Today, instead of a “feel good” Corporate story, I have something that I want to share with you… Yesterday, the Big Boss, Frank Trotter, sent me a note. He had gone to a Crosby, Stills and Nash concert the night before, and had a V-8 moment… So… As I finish out this week’s Pfennigs and head to the Big Finish, I want to give you Frank’s notes to me… There’s a loud message here, folks…

You got to speak out against the madness…
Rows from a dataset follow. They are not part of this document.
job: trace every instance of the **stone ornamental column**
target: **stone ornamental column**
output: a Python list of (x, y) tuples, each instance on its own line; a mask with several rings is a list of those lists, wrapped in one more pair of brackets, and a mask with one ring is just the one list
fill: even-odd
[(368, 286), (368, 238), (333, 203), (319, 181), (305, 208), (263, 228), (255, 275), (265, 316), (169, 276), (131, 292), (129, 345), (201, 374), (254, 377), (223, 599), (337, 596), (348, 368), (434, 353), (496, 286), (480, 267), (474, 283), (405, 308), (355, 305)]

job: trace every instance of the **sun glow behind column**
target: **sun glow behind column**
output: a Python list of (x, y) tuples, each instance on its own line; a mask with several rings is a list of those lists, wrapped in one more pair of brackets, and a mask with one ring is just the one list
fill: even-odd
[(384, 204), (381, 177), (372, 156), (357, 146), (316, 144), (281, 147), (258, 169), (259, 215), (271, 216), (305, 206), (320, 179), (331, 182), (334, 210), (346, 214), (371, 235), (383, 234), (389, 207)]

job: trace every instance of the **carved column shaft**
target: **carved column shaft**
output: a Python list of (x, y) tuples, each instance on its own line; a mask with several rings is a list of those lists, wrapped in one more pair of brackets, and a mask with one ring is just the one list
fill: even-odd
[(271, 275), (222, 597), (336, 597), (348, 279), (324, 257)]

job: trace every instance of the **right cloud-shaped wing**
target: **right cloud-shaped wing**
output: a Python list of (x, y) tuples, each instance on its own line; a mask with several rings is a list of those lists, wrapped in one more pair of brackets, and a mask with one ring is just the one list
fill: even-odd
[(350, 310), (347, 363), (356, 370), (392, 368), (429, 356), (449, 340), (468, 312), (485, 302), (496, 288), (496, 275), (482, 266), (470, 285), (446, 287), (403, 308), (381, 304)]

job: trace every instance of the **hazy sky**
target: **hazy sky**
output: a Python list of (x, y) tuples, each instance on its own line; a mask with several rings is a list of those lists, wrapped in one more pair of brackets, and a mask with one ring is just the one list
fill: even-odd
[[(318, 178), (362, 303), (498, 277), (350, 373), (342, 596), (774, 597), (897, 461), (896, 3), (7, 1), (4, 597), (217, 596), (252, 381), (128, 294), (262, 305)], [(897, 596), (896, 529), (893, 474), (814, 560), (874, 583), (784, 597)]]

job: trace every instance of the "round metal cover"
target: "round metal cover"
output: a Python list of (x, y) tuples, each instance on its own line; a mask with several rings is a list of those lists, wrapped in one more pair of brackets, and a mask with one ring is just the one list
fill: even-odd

I went to a CSN concert last night. The crowd was a little thin but not as thin as the hair in the auditorium. I’ll have to admit it transported me straight back into the spirit of the early 70’s. No matter what your side of an issue it was a time to speak your mind. One of the most disappointing things, and something that is indicative of the country’s reliance on “I’m from the government, and I’m here to help” is the total lack of belligerence with any side of issues today. At that time there was another war under way and after Nixon conceded that the combination of the Great Society and a foreign war was a little too much even for the greatest economic powerhouse on earth to support he took the US off the gold standard and let the dollar float. Well it’s 38 years later and a long, strange float downward it has been. Just hearing the words made me resolve to speak out against the current madness. Madness in congress for the past 10 years and at least two administrations. Madness at the Fed as Helicopter Ben spreads the good word of monetary easing. Madness of Nationalization and a trend toward Collectivism. Madness in the markets. Maybe it’s time to stop the motors of the world and head for your own personal gulch – but make it one where you can still make a difference and “Speak out, you got to speak out against the madness, you got to speak your mind, if you dare.” (David Crosby)

I’ve always told Frank that he had a gift to write… He’s got bigger fish to fry though! And… Can you see why Frank and Chuck have been good friends since 1981? I tell people when we speak that we’ve worked together so long… That when we began working together, the Dead Sea wasn’t even sick! HA!